Posts: 1544; Member since: Feb 16, 2012

I think they are good value in the cheap zone (less than $200), but spending $400 in a phone and no garanty that if it doesn´t work you are screwed? I think that´s too much risk for most of the people.

6. AfterShock

Posts: 4147; Member since: Nov 02, 2012

Have to see myself, how well they feel and fit once they become carrier accepted across the board to my earth zone. If the carriers get behind them with retail support and warranty, I'll look into them. If not, I kind of doubt I'll give them a second look. Honestly.

4. itsdeepak4u2000

Posts: 3718; Member since: Nov 03, 2012

Only good brands from China are worthy like Huawei and Lenovo. After sales service should be improved in phones.

5. itsdeepak4u2000

Posts: 3718; Member since: Nov 03, 2012

and ZTE to some extent.

3. xperiaDROID

Posts: 5629; Member since: Mar 08, 2013

I would like to have a Chinese phone someday, as long as it's not some cheap clone phone then I'm okay with it.

2. kaikuheadhunterz

Posts: 1157; Member since: Jul 18, 2013

What I think about the given points (these are my opinions and experiences. Don't judge me): [Looking for the best price] I don't rely on contracts simply because I know I will brick my phone (especially if it's an Android phone) within a few weeks. Also, the cheapest smartphone from a well-known manufacturer (Nokia Lumia 520) costs $200 in my country [Connectivity] Can't afford LTE. Nuff' said [Design & Quality] I don't give a damn about design.
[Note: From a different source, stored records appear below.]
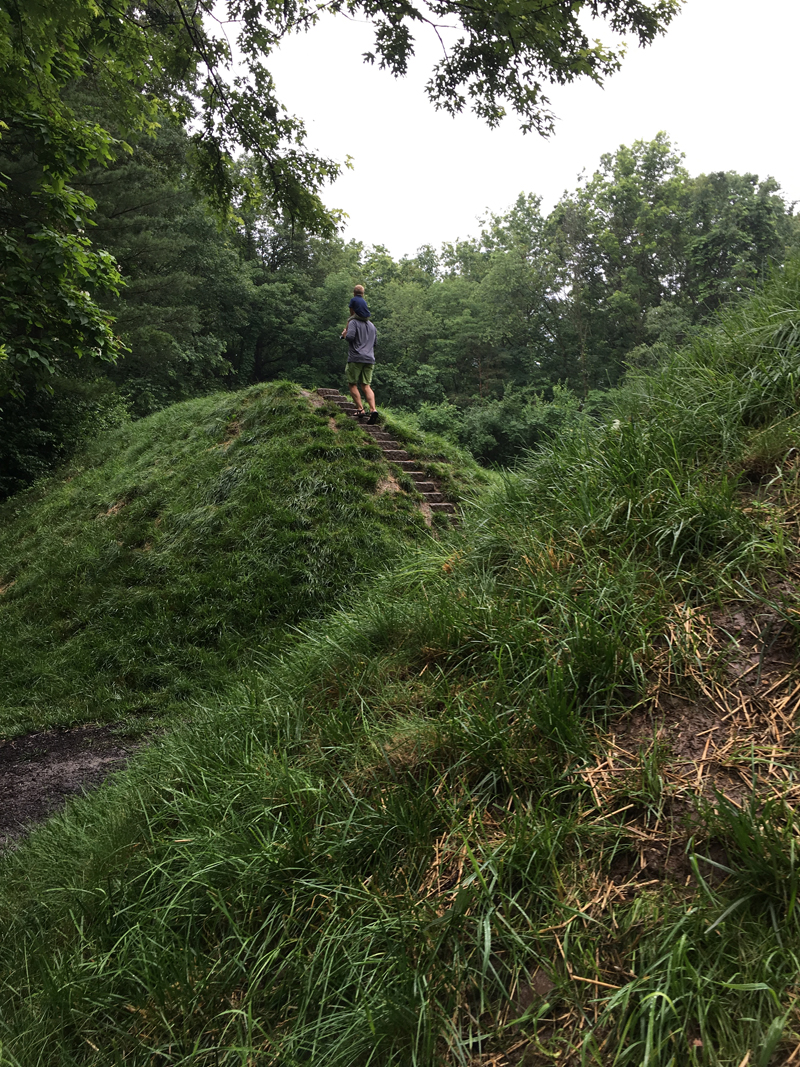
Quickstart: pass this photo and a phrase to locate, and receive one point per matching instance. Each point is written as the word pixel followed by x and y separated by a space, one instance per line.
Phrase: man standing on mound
pixel 361 335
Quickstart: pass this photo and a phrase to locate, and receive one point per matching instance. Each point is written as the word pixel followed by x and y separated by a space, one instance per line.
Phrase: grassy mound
pixel 532 802
pixel 168 553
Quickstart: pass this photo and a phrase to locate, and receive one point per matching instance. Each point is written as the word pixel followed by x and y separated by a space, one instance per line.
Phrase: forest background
pixel 195 283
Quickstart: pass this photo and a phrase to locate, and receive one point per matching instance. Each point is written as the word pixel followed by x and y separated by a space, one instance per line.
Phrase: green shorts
pixel 360 373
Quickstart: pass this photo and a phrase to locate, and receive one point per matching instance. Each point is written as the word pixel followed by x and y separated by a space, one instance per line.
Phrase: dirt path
pixel 40 771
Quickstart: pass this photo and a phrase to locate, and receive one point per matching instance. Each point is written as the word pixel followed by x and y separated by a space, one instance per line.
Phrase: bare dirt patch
pixel 388 484
pixel 41 771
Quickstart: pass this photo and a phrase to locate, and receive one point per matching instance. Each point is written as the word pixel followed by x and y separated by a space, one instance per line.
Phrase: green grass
pixel 163 557
pixel 377 847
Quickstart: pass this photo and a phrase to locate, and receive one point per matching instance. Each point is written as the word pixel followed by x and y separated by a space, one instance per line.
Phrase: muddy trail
pixel 41 771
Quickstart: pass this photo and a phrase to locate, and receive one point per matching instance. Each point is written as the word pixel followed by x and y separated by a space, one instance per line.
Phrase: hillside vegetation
pixel 529 801
pixel 175 548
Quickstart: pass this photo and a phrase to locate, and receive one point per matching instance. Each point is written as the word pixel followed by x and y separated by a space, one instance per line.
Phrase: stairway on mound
pixel 428 489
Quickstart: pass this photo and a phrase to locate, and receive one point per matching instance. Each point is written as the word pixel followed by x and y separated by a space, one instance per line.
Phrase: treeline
pixel 492 339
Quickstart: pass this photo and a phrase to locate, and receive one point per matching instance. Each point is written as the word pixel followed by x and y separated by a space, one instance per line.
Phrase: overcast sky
pixel 722 83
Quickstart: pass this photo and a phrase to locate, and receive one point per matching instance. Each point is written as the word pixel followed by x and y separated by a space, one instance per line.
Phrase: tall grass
pixel 157 562
pixel 378 846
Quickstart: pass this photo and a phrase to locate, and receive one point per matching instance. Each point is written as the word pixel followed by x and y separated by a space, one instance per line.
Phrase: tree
pixel 149 57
Quality is a case-by-case basis however [Overall performance] Tried the given configuration (MT6589T chip running 1080p screen). Seems fast enough for me [Technical & firmware support] I screwed my tablet while trying to delete system apps. I'm surprised the warranty isn't voided. Besides, I'm okay with Android 4.1 (and in some rare cases, Android 4.0) since it still supports most apps [Perks] I don't buy Chinese phones for perks. I buy them for value for money [Camera] The camera is one of those things that I think I may need but have not used it at all, so not caring about that feature (the availability of an LED flash matters though) [Should you support] They are just people trying to make a living, so I'll support them as much as I want to tl;dr Be prepared to see me with a Chinese phone soon (once I'm done saving up)

1. Droid_X_Doug

Posts: 5993; Member since: Dec 22, 2010

The first serious copy of an iPhone out of the PRC will be slapped with an import ban by Apple. When your market share in your cash cow market is declining, you protect whatever market share you have as best you can - including with sales bans. It is just bidness.